Normally, my drive to work is a peaceful time for reflection. But recently my easy-listening lineup has been interrupted by some rapid-fire ads for term life insurance. While they initially just went in one ear and out the other, the ads eventually got me thinking: Do people really understand the basics of this valuable coverage?
In my effort to cut through the noise and achieve clarity, here are three things you need to know about term life insurance.
- The “term” is mostly about the premium. You may know that when buying term life insurance, you can choose terms of 10 years, 20 years or 30 years, or you can buy an annual renewable policy. What you may not know though is that the term does not define the length of the policy. Instead, it merely determines how long the premiums (your cost) are guaranteed to remain level. Here’s why that’s important.
Like it or not, the older you get, the more likely you are to die. For life insurance companies, this means the older you get, the more likely it is they’ll have to pay out money to your beneficiaries. In other words, they’re taking on more risk. To offset the cost of this increased risk, the insurance company generally increases your premiums each year if you haven’t locked them in for a certain period. This is why your premiums will often increase when your initial term expires. At that point, you’ll be 10, 20 or 30 years older, so the increase could be substantial.
For example, a healthy 25-year-old might be able to purchase a $250,000 policy with a 20-year term for $15 per month. During the first 20 years, the premium would remain the same. But at the end of the 20-year term, when the policyholder is 45, the premium might increase to $30 per month. This amount would then likely increase every year thereafter.
- It’s relatively cheap during the initial term. As illustrated in the previous example, if you’re young and healthy, you can typically get hundreds of thousands of dollars of coverage to protect your family at premiums that amount to pocket change each day. With some products, low cost can mean low quality. But that’s not the case with term life insurance. If you compare the daily cost of protecting your family to the daily cost of some of your other expenses, you might find yourself wondering why anybody would ever forgo this valuable coverage.
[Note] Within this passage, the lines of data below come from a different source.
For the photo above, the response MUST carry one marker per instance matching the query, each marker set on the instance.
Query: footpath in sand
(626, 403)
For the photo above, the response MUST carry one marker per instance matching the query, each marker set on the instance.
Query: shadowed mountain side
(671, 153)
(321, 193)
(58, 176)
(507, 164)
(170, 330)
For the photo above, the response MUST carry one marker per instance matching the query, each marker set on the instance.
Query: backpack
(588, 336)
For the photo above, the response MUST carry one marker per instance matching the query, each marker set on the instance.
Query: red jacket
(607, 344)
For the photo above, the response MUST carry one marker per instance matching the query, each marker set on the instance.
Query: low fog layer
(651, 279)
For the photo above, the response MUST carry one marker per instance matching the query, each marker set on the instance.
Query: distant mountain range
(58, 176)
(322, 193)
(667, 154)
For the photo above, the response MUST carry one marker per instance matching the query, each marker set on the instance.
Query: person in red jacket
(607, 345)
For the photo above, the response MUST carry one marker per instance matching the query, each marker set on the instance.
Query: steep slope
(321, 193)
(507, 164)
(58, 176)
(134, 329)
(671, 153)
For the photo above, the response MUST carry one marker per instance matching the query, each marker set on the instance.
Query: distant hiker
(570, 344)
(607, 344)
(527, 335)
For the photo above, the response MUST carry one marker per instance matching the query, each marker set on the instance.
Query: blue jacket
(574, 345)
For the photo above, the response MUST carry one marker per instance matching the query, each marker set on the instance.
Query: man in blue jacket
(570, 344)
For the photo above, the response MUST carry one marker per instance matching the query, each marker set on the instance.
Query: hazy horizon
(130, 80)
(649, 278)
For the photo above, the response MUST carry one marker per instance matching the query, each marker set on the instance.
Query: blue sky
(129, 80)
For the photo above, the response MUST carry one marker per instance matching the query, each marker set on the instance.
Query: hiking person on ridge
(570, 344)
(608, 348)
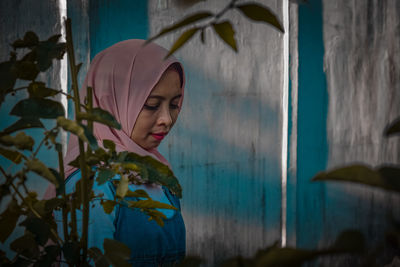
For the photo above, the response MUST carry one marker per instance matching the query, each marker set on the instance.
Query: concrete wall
(226, 146)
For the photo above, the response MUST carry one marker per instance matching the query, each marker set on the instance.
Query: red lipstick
(159, 136)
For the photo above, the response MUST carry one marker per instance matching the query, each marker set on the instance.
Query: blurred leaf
(191, 261)
(52, 252)
(184, 22)
(108, 144)
(90, 137)
(149, 204)
(261, 13)
(78, 67)
(349, 241)
(393, 128)
(131, 166)
(21, 141)
(7, 78)
(156, 215)
(361, 174)
(40, 168)
(8, 220)
(26, 246)
(137, 193)
(116, 252)
(103, 175)
(26, 70)
(182, 40)
(39, 228)
(77, 129)
(30, 39)
(14, 156)
(285, 257)
(202, 37)
(156, 172)
(226, 32)
(39, 89)
(71, 252)
(98, 257)
(122, 187)
(101, 116)
(53, 203)
(108, 205)
(61, 185)
(23, 123)
(238, 261)
(38, 108)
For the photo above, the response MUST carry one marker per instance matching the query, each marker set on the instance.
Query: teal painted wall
(312, 146)
(114, 21)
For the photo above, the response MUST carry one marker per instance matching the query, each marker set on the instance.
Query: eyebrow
(163, 98)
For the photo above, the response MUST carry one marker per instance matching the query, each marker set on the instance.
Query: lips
(159, 136)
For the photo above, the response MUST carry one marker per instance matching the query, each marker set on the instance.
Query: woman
(144, 92)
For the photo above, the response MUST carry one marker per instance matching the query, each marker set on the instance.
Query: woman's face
(159, 113)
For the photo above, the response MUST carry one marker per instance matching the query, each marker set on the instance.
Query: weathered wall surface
(362, 65)
(226, 145)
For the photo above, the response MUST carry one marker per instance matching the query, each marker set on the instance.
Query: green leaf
(90, 137)
(39, 228)
(186, 36)
(349, 241)
(71, 252)
(108, 144)
(101, 116)
(103, 175)
(14, 156)
(137, 193)
(184, 22)
(261, 13)
(149, 204)
(155, 172)
(8, 220)
(393, 128)
(30, 39)
(21, 141)
(116, 252)
(122, 187)
(24, 123)
(38, 89)
(226, 32)
(98, 257)
(108, 205)
(26, 246)
(40, 168)
(78, 129)
(38, 108)
(361, 174)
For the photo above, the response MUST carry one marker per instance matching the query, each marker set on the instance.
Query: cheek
(174, 116)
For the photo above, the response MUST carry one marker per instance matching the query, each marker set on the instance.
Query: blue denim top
(150, 244)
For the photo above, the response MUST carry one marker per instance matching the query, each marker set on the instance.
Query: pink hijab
(122, 77)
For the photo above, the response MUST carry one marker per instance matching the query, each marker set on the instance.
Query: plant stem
(54, 233)
(64, 207)
(84, 180)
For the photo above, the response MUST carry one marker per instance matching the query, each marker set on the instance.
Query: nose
(165, 118)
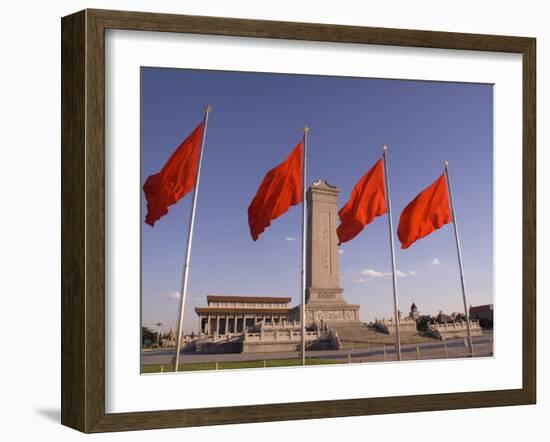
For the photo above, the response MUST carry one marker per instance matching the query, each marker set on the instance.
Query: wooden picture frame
(83, 220)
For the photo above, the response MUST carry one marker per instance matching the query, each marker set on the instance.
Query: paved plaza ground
(153, 360)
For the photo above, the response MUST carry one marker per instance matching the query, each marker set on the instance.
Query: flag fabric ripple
(280, 189)
(366, 202)
(429, 211)
(176, 178)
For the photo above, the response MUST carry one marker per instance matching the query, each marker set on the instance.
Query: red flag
(280, 189)
(366, 202)
(176, 178)
(427, 212)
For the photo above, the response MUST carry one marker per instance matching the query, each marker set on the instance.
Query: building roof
(272, 299)
(204, 310)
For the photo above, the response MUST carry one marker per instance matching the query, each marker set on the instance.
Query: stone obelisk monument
(324, 296)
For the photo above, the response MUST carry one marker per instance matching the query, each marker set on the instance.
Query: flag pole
(459, 254)
(392, 249)
(304, 239)
(185, 275)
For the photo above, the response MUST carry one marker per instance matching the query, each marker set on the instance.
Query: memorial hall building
(236, 314)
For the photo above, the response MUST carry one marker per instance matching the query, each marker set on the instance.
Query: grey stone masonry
(324, 296)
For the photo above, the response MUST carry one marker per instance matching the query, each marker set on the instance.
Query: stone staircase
(358, 334)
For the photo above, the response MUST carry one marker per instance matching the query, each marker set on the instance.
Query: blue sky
(257, 119)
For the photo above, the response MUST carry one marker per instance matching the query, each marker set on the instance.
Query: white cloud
(373, 273)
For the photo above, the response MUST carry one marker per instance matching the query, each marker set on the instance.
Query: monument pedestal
(324, 296)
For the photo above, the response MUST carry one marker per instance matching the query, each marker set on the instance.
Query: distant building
(413, 314)
(484, 312)
(237, 314)
(442, 318)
- Most people won’t keep it forever. Because term life insurance premiums will often skyrocket after the initial term expires, many people will purchase it with no intention of keeping it beyond the initial term. This is why term insurance is often viewed as “temporary” protection. You buy it to cover needs that will eventually go away. Mortgages will be paid off, kids will grow up and go to college, and your retirement nest egg will eventually support you and your spouse (hopefully). If you need or want coverage for your whole life, term insurance probably isn’t the ideal product. In this case, a more costly cash value policy would likely be a better fit.
If you’re responsible for another person’s financial well-being or even their day-to-day care, you want to protect them with life insurance to ease their burden if you die. And if you want to provide that protection for a certain period of time at a relatively low cost, term life insurance could be just what you need.